Key research themes
1. How can advanced normalization methods improve the accuracy and interpretability of bulk RNA-seq data analysis?
Normalization in RNA-seq is a critical preprocessing step that adjusts for technical and biological biases such as library size differences, sequencing depth, RNA degradation, and copy number alterations. Proper normalization enables more accurate differential expression and downstream analyses. Recent research emphasizes integrated normalization approaches that consider sample quality variability, DNA-level variations like copy number changes, and tailored strategies for degraded or low-input samples. This theme explores computational and experimental strategies to optimize RNA-seq normalization for robust, reproducible results.
2. What computational strategies improve isoform-level quantification and allele-specific expression analysis from RNA-seq data?
RNA-seq enables transcript-level quantification revealing isoform expression and allele-specific regulation, but short-read ambiguity challenges accurate estimation. Novel computational methods, including alignment-free approaches and hierarchical EM algorithms, have been developed to address multi-mapping reads, short read length, and isoform similarity. This theme encompasses advanced algorithmic techniques that enhance the resolution of isoform quantification and allele-specific expression (ASE) estimation, crucial for understanding transcriptomic complexity and regulatory variation.
3. How can integrated analysis platforms and workflows facilitate comprehensive, reproducible RNA-seq data interpretation?

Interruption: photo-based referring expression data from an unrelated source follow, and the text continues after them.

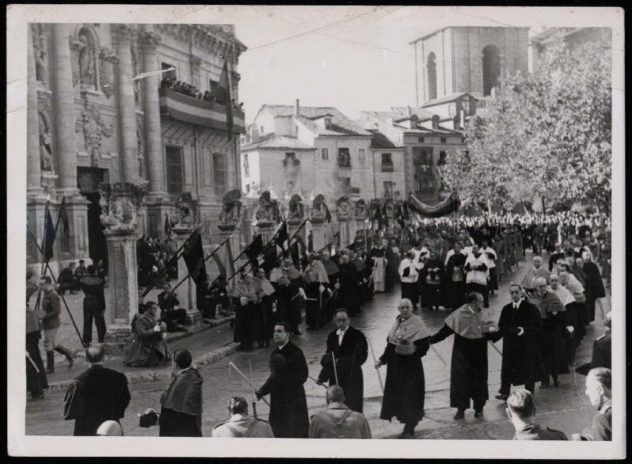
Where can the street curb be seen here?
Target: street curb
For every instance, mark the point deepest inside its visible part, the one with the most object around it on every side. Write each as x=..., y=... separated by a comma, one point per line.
x=171, y=336
x=161, y=373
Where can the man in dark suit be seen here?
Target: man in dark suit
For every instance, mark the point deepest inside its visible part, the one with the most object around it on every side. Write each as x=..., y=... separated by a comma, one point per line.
x=288, y=373
x=97, y=395
x=349, y=348
x=519, y=325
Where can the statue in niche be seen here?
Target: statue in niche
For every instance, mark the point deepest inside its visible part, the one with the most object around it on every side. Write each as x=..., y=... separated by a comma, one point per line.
x=231, y=208
x=46, y=149
x=87, y=61
x=297, y=209
x=268, y=210
x=320, y=211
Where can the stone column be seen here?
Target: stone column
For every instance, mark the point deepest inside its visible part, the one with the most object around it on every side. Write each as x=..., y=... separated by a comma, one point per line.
x=187, y=292
x=63, y=108
x=120, y=204
x=151, y=109
x=126, y=106
x=34, y=172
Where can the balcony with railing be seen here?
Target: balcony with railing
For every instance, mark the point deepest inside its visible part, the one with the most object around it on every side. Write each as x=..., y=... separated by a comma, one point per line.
x=184, y=102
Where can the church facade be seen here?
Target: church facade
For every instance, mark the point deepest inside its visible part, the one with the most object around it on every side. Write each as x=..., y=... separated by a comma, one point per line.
x=111, y=103
x=467, y=59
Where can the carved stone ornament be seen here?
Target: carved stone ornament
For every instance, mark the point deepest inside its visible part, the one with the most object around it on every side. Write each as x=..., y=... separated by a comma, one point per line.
x=361, y=210
x=94, y=129
x=40, y=51
x=120, y=203
x=297, y=209
x=185, y=207
x=268, y=209
x=107, y=64
x=320, y=211
x=344, y=208
x=231, y=208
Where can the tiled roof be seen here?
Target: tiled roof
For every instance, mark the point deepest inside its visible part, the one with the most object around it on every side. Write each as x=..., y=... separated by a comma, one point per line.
x=279, y=142
x=446, y=99
x=379, y=140
x=341, y=124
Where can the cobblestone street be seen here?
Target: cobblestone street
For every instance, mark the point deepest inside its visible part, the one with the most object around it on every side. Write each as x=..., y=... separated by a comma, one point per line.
x=565, y=408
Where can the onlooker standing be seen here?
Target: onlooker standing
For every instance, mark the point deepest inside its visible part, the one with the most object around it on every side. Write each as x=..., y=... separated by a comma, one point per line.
x=521, y=412
x=338, y=421
x=98, y=395
x=240, y=425
x=50, y=311
x=93, y=287
x=181, y=414
x=598, y=390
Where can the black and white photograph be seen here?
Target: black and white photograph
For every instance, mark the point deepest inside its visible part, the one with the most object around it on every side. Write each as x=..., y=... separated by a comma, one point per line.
x=293, y=223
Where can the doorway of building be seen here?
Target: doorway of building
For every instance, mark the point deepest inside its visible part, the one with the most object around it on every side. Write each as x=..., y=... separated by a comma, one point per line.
x=89, y=180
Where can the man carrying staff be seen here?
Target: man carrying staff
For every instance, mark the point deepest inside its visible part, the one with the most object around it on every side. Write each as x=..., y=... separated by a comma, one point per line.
x=407, y=342
x=468, y=373
x=288, y=373
x=349, y=348
x=519, y=326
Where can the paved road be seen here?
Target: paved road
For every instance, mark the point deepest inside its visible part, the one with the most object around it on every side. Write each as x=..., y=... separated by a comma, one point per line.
x=565, y=408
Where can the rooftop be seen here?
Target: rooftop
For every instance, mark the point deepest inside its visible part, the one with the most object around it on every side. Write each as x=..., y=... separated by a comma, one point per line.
x=447, y=99
x=340, y=124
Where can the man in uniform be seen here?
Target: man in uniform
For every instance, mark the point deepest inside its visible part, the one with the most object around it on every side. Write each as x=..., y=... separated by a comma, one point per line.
x=598, y=390
x=338, y=421
x=349, y=348
x=240, y=425
x=521, y=412
x=97, y=395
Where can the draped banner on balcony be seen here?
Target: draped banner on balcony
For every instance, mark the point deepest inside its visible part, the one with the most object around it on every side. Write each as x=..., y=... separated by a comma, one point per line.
x=196, y=111
x=447, y=206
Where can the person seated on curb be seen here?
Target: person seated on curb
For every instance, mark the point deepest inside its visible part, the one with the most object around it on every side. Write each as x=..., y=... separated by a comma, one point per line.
x=598, y=390
x=147, y=345
x=521, y=412
x=338, y=421
x=172, y=314
x=240, y=425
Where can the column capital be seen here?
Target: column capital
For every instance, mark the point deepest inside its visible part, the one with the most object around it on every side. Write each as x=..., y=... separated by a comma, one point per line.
x=149, y=41
x=122, y=34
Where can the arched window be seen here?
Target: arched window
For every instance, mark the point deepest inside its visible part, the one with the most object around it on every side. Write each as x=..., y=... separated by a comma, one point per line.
x=431, y=68
x=491, y=68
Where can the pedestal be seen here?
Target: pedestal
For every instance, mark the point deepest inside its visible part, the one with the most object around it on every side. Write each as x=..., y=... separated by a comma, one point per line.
x=319, y=238
x=266, y=229
x=187, y=292
x=122, y=291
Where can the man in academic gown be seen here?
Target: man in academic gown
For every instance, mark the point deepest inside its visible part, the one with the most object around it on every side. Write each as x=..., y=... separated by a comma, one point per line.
x=551, y=343
x=405, y=388
x=349, y=348
x=468, y=373
x=97, y=395
x=519, y=326
x=288, y=373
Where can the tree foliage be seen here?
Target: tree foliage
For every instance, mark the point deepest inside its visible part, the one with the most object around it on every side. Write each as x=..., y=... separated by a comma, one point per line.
x=545, y=134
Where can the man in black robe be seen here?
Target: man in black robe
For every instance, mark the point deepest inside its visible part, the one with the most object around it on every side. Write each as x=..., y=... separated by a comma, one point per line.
x=181, y=413
x=468, y=373
x=349, y=287
x=349, y=348
x=97, y=395
x=519, y=326
x=405, y=389
x=288, y=405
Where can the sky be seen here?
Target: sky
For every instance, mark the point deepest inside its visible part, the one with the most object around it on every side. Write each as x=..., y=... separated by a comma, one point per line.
x=354, y=58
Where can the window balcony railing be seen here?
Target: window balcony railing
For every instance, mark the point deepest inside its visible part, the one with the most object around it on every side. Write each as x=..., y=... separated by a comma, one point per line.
x=197, y=110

The complexity of RNA-seq secondary and tertiary analyses involving multiple steps — quality control, normalization, alignment, quantification, differential expression, and functional enrichment — calls for modular, robust, and user-friendly computational frameworks. This theme investigates platforms that combine end-to-end automated workflows, interactive visualization, and interoperable data formats to democratize RNA-seq data analysis for diverse users, enhancing transparency, reproducibility, and comprehensive biological interpretation.